Kata demokrasi berasal dari bahasa Yunani yaitu demos yang berarti rakyat dan kratos yang berarti pemerintahan. Sehingga demokrasi dapat diartikan pemerintahan dari rakyat dari rakyat, oleh rakyat, untuk rakyat. Pemerintahan yang kewenangannya pada rakyat. Semua anggota masyarakat (yang memenuhi syarat ) diikutsertakan dalam kehidupan kenegaraan dalam aktivitas pemilu. Pelaksanaan dari demokrasi ini telah dilakukan dari dahulu di berbagai daerah di Indonesia hingga Indonesia merdeka sampai sekarang ini. Demokrasi di negara Indonesia bersumberkan dari Pancasila dan UUD 1945 sehingga sering disebut dengan demokrasi pancasila. Demokrasi Pancasila berintikan musyawarah untuk mencapai mufakat, dengan berpangkal tolak pada faham kekeluargaan dan kegotongroyongan
Indonesia pertamakali dalam melaksanakan Pemilu pada akhir tahun 1955 yang diikuti oleh banyak partai ataupun perseorangan. Dan pada tahun 2004 telah dilaksanakan pemilu yang secara langsung untuk memilih wakil wakil rakyat serta presiden dan wakilnya. Pada tahun 2005 telah dilaksanakan Pemilihan Kepala Daerah atau sering disebut pilkada langsung. Serta pada tahun 2009 pun kembali lagi diadakan Pilkada. Pilkada ini merupakan sarana perwujudan kedaulatan rakyat.

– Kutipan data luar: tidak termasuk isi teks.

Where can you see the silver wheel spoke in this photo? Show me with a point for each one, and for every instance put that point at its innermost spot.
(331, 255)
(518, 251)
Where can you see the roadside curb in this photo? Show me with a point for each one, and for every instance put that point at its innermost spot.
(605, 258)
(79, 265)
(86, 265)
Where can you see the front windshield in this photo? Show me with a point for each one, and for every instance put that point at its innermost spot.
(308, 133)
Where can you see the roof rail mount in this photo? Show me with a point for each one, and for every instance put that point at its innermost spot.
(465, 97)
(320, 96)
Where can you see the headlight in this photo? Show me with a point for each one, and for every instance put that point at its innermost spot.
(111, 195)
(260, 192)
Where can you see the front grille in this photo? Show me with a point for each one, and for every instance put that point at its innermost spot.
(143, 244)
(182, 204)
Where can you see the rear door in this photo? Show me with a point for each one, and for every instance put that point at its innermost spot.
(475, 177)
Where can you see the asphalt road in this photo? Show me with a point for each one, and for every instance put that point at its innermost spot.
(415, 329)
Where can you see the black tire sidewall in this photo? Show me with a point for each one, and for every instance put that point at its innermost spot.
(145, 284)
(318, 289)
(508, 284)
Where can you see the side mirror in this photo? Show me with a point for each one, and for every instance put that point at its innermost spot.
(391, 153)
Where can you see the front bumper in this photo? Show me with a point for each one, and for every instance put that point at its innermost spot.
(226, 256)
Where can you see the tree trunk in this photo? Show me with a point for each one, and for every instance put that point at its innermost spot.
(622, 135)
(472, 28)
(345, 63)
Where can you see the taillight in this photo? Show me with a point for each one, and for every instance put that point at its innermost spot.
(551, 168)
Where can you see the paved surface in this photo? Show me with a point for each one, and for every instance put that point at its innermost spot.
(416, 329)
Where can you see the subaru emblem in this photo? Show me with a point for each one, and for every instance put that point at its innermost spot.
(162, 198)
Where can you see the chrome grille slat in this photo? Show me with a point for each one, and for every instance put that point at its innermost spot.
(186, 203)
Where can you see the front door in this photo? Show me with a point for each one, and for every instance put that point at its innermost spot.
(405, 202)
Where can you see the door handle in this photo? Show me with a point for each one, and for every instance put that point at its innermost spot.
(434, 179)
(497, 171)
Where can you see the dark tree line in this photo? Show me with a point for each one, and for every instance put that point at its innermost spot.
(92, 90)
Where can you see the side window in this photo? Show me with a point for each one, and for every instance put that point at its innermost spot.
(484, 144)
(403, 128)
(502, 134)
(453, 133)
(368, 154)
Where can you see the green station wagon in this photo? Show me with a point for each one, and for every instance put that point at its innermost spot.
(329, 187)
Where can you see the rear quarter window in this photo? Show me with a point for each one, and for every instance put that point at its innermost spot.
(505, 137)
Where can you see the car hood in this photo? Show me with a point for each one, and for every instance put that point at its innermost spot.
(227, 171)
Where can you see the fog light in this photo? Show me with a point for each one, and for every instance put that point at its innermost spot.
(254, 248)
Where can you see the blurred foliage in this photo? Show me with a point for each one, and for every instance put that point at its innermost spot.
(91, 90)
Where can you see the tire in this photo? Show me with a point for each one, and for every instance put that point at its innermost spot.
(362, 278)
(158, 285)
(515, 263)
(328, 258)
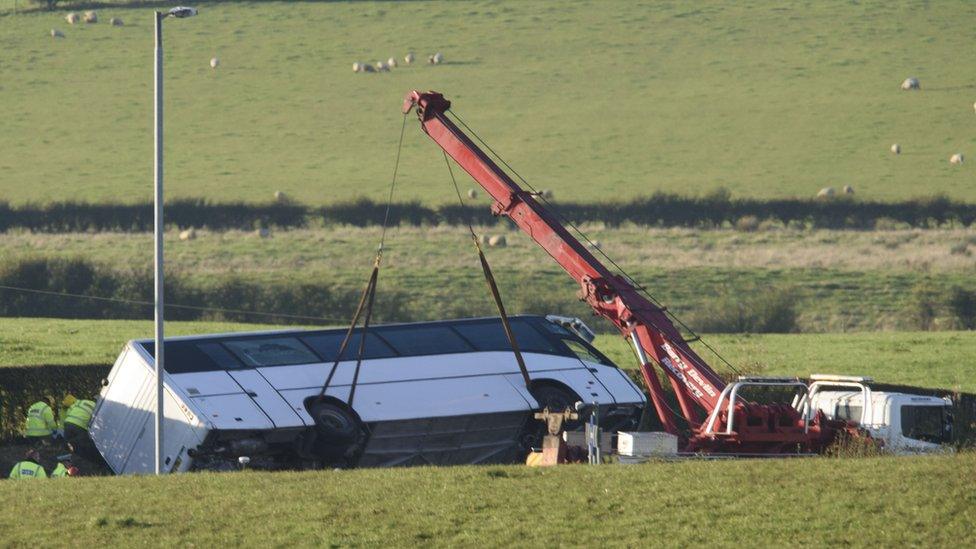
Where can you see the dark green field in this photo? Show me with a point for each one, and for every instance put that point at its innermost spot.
(595, 100)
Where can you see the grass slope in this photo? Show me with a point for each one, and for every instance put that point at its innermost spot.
(843, 280)
(820, 502)
(592, 100)
(945, 360)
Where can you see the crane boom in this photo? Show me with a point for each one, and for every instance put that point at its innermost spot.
(618, 299)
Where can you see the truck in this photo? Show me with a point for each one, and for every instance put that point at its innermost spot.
(712, 416)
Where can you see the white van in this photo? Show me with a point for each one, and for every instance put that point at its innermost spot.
(446, 392)
(905, 423)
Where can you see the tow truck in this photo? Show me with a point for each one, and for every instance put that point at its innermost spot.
(713, 416)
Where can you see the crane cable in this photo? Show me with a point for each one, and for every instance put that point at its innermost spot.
(369, 293)
(492, 286)
(583, 235)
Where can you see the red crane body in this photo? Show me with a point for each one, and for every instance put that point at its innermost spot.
(756, 428)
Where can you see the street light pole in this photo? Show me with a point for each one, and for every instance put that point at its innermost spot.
(158, 239)
(158, 317)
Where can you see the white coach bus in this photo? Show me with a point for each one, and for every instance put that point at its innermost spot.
(445, 392)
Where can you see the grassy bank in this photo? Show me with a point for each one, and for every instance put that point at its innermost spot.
(941, 360)
(836, 280)
(592, 102)
(844, 502)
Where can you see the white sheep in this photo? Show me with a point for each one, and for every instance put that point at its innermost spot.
(910, 83)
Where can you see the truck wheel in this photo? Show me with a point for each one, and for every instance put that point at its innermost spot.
(556, 399)
(334, 423)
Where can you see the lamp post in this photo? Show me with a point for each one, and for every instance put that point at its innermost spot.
(179, 12)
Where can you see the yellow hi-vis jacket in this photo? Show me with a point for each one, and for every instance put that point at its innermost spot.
(79, 414)
(40, 420)
(26, 470)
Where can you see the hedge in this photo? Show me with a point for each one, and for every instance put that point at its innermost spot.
(666, 210)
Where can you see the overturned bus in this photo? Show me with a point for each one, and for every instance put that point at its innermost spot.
(445, 392)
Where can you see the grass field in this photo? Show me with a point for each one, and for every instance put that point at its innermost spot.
(941, 360)
(812, 502)
(596, 101)
(843, 280)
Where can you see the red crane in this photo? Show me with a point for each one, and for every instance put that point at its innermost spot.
(718, 420)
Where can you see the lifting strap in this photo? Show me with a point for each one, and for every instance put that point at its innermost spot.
(369, 293)
(496, 296)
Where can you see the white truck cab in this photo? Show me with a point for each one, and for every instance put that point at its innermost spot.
(906, 423)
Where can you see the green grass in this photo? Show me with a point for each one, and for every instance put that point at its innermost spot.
(843, 280)
(944, 360)
(925, 501)
(593, 101)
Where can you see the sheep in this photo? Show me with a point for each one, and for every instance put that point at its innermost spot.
(497, 241)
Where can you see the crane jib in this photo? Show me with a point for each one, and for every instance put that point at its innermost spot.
(697, 387)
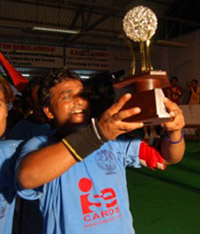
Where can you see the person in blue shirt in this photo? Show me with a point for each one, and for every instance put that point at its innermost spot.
(8, 150)
(33, 124)
(78, 174)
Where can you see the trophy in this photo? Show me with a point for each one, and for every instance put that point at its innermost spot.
(139, 25)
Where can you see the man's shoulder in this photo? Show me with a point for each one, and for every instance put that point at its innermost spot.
(9, 147)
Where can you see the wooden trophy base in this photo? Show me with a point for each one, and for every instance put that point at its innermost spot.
(148, 95)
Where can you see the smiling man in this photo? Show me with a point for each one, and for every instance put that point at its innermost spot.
(79, 174)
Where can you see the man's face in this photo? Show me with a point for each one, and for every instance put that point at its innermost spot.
(3, 113)
(68, 108)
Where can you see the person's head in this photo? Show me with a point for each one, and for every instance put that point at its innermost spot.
(6, 96)
(174, 80)
(194, 83)
(30, 101)
(62, 98)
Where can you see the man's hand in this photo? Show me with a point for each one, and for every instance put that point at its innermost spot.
(177, 119)
(111, 122)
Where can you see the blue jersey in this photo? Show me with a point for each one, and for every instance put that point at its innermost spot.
(7, 184)
(90, 197)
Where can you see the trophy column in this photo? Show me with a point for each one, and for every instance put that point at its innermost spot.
(140, 24)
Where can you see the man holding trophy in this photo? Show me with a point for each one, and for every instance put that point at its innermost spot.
(79, 174)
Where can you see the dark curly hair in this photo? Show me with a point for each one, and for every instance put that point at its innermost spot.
(7, 91)
(53, 78)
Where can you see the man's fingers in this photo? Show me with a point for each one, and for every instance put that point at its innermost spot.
(124, 114)
(117, 106)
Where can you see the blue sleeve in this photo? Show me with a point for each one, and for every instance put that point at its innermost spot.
(128, 150)
(33, 144)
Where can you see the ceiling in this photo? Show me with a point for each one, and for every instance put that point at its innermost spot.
(99, 21)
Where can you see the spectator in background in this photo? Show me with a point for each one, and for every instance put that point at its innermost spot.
(8, 150)
(174, 92)
(194, 93)
(34, 123)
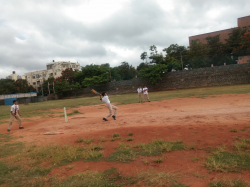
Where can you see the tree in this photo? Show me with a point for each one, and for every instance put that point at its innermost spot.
(154, 72)
(7, 86)
(144, 56)
(142, 66)
(96, 80)
(126, 71)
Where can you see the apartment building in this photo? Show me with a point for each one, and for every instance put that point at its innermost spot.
(53, 69)
(15, 76)
(243, 22)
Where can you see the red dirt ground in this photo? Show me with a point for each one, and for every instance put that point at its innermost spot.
(200, 121)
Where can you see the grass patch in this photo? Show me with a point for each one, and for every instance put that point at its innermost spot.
(242, 144)
(102, 139)
(123, 155)
(30, 110)
(61, 154)
(17, 175)
(158, 147)
(154, 178)
(116, 135)
(228, 162)
(88, 141)
(109, 178)
(228, 183)
(195, 159)
(233, 130)
(129, 139)
(158, 160)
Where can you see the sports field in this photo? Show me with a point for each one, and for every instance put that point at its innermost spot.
(196, 137)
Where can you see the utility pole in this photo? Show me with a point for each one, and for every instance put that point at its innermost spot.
(181, 60)
(109, 72)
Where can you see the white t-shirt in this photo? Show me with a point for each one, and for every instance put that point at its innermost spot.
(106, 99)
(145, 90)
(14, 109)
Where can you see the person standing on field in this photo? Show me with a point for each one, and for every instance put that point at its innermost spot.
(145, 92)
(139, 90)
(14, 113)
(109, 106)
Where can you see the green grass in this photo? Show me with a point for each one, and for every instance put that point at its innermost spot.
(233, 130)
(29, 111)
(228, 183)
(109, 178)
(123, 155)
(228, 162)
(17, 175)
(158, 147)
(129, 139)
(158, 160)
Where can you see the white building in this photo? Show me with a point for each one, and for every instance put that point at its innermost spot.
(54, 69)
(15, 76)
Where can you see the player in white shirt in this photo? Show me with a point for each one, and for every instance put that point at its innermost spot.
(145, 92)
(139, 90)
(14, 113)
(109, 106)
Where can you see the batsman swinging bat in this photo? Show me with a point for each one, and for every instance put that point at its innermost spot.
(95, 92)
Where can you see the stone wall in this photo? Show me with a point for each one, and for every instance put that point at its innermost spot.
(204, 77)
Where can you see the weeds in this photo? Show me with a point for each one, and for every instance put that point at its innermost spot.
(158, 147)
(233, 130)
(123, 155)
(158, 160)
(228, 162)
(102, 139)
(228, 183)
(79, 140)
(242, 144)
(88, 141)
(195, 159)
(129, 139)
(115, 135)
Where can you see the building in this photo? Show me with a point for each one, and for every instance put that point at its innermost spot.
(15, 76)
(54, 69)
(243, 22)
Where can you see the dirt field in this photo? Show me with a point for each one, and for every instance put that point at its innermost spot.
(202, 122)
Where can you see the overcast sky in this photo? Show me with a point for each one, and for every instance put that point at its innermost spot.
(33, 33)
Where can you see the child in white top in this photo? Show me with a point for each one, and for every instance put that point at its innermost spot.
(145, 92)
(109, 106)
(14, 113)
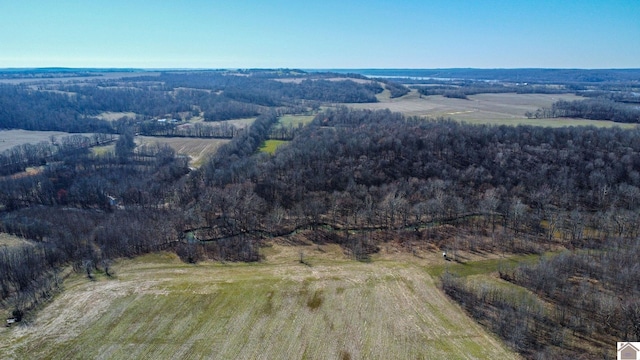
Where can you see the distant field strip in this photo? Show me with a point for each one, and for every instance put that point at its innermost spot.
(496, 109)
(197, 149)
(270, 146)
(159, 307)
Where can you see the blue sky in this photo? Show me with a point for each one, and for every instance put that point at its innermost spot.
(320, 34)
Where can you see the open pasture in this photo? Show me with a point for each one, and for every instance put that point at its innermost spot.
(329, 308)
(115, 115)
(295, 120)
(496, 109)
(197, 149)
(12, 240)
(11, 138)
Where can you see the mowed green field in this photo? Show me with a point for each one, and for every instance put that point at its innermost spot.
(197, 149)
(157, 307)
(495, 109)
(12, 240)
(270, 146)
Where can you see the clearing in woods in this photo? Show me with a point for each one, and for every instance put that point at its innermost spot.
(495, 109)
(196, 148)
(331, 307)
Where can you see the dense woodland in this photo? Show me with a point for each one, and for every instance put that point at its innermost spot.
(357, 178)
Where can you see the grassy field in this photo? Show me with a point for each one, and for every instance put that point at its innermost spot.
(497, 109)
(11, 138)
(331, 308)
(112, 116)
(295, 120)
(270, 146)
(11, 240)
(197, 149)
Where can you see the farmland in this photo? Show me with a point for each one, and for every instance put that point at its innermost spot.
(11, 138)
(270, 146)
(496, 109)
(332, 307)
(197, 149)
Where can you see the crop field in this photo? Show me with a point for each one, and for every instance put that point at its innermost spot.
(11, 138)
(11, 240)
(270, 146)
(329, 308)
(113, 115)
(497, 109)
(197, 149)
(295, 120)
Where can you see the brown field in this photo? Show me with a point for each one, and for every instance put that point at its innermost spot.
(11, 240)
(113, 116)
(196, 149)
(498, 109)
(299, 80)
(11, 138)
(331, 308)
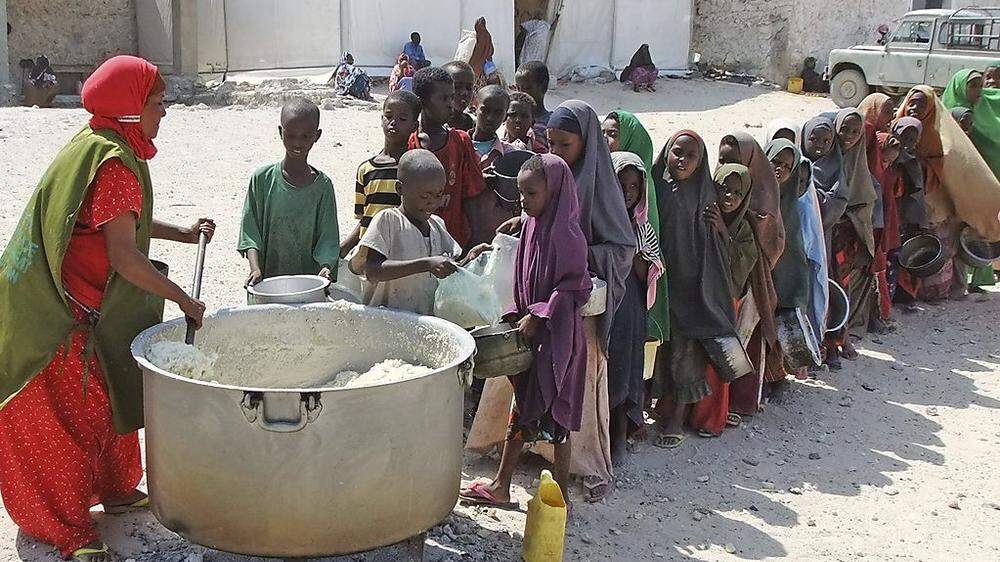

Namun, ditengah proses belajar “berjalan” menapaki kehidupan politik yang berdemokrasi tersebut, tidak jarang kemudian Indonesia masih terseok – seok, merangkak, bahkan terjatuh. Semua itu adalah proses belajar. Masih terdapat banyak tantangan dan ancaman menuju perpolitikan yang sehat yang kemudian hadir dan mewarnai proses Indonesia memahami demokrasi tersebut, khususnya dalam hal ini pada pemilihan kepala daerah (pilkada).
Dalam tulisan ini, ada dua hal yang akan Saya paparkan dalam analisa Saya melihat praktek pilkada yang sejatinya telah berlangsung sejak tahun 2005 hingga 2009 kemarin. Tantangan dan ancaman tersebut menyangkut hal – hal yang dapat menjadi batu sandungan bagi perwujudan demokrasi yang sehat, pemilu yang bersih, serta melahirkan output pemilu yang layak menduduki kursi pemerintahan didaerah.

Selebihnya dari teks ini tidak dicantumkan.